2012年に発表された14枚目のアルバム[BURNING OATH]の4曲目に収録されています。
1985年のデビュー後、7枚のオリジナルアルバムを残すも1992年に一度解散。
2001年の再結成に際して、デビュー当時のシンガーであった坂本英三が復帰。
再び精力的な活動を続けます。
前作[HERALDIC DEVICE]発表後に、再結成後の屋台骨を支えてきた本間大嗣(Dr)が体調の問題で脱退。
サポートメンバーとして[夜叉]の田丸勇を迎えて制作された作品から、スピード感溢れるメロディアスなナンバーがこちらです。
一聴して耳を引くのが、これまで以上に熱く情熱的になった坂本英三の歌唱です。
英詩を独特の発音でまるで日本語のように歌うアクの強さと、日本語の音節やリズムをヘヴィメタルに違和感なく当てはめるセンス。
そして、狙い撃ちではなくテンションに任せてアドリブで入れているであろう強烈なシャウト。
全てにおいて過去の作品を軽く凌駕しています。
それに影響されてか、清水昭雄と柴田直人のプレイも水を得た魚のようです。
自己主張の激しいメロディアスなリフワークや、ギターソロにおけるこれでもかと連発されるクラシカルな速弾きフレーズは非常に攻撃的ですし、普段はリズムの土台になりながらもBメロで突如唸り声を上げるかのように動き出すベースプレイもテンションの高さを如実に表しています。
このエネルギーに満ち溢れたパフォーマンスのエンジンとなっているのは、間違いなくサポートメンバーとして本作から参加した田丸勇のドラムプレイです。

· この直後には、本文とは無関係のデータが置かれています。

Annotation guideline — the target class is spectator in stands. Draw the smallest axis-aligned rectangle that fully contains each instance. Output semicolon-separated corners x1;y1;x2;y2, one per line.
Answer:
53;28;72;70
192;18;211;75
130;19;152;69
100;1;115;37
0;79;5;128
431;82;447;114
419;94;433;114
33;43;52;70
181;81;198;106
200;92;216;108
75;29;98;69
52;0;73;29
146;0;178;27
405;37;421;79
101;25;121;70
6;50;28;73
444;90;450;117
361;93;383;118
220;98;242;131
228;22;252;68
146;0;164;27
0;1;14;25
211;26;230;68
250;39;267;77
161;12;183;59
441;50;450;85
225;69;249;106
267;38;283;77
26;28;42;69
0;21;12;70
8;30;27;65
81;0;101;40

他のメンバー達とは15歳以上若いプレイヤーなのですが、切れ味の鋭いビートでリズムをグイグイと前に引っ張っています。
結成当時のドラマーだったMAD大内の大味で強引なプレイとも、前任の本間大嗣の一打入魂のヘヴィなプレイとも違う直線的で丁寧なドラミングです。

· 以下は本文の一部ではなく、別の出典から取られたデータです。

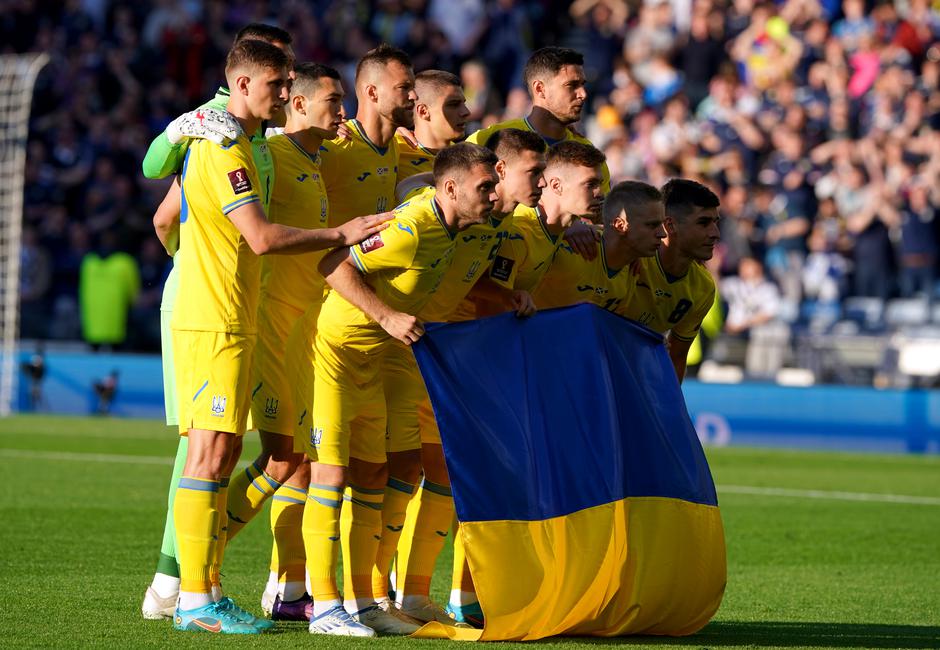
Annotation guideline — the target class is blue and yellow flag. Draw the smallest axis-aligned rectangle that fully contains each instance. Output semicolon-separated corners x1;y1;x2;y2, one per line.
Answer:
415;305;726;640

次の作品から正式メンバーとして迎えられる彼こそANTHEMの救世主と言えるでしょう。
地味に活躍をしているもう一人のサポートメンバーが、アレンジとシンセを担当する高濱祐輔です。
元々はゲームミュージック作家で、データイーストをはじめとした様々なゲームメーカーと関わり、柴田直人とはコナミのパーフェクトセレクションシリーズで悪魔城ドラキュラやスナッチャーの楽曲をメタルアレンジする仕事で知り合いました。

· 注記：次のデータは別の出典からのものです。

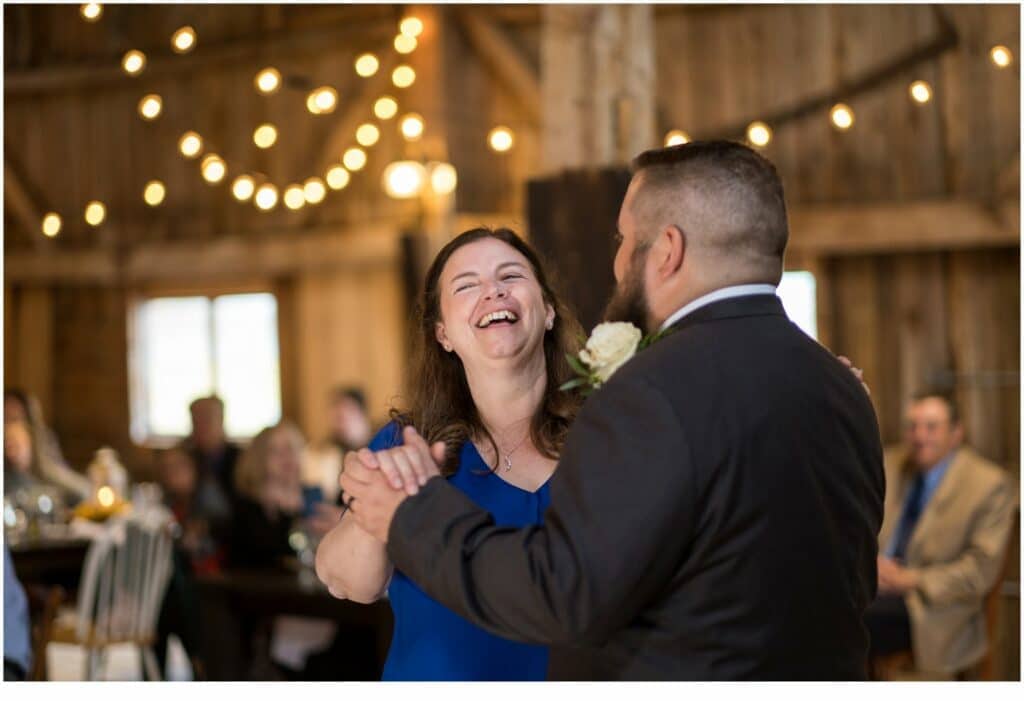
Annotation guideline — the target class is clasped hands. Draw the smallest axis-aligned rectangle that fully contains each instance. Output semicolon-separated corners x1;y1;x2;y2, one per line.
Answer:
338;426;444;542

イントロやサビで彼の弾くフレーズは、この楽曲を彩るメインフレーズとなっており、サビで繰り返されるF-ZEROのBIG BLUEにも似たフレーズは、おそらく彼のアイデアでしょう。
楽曲の持つヒロイックな感覚を演出する重要なファクターとなっています。
数年後、海外デビューを果たすにあたってひとつの殻を破ったとも言える渾身の一撃です。
坂本英三は本作を最後に脱退しますが、ANTHEMに残した大きな爪痕とも言える名曲です。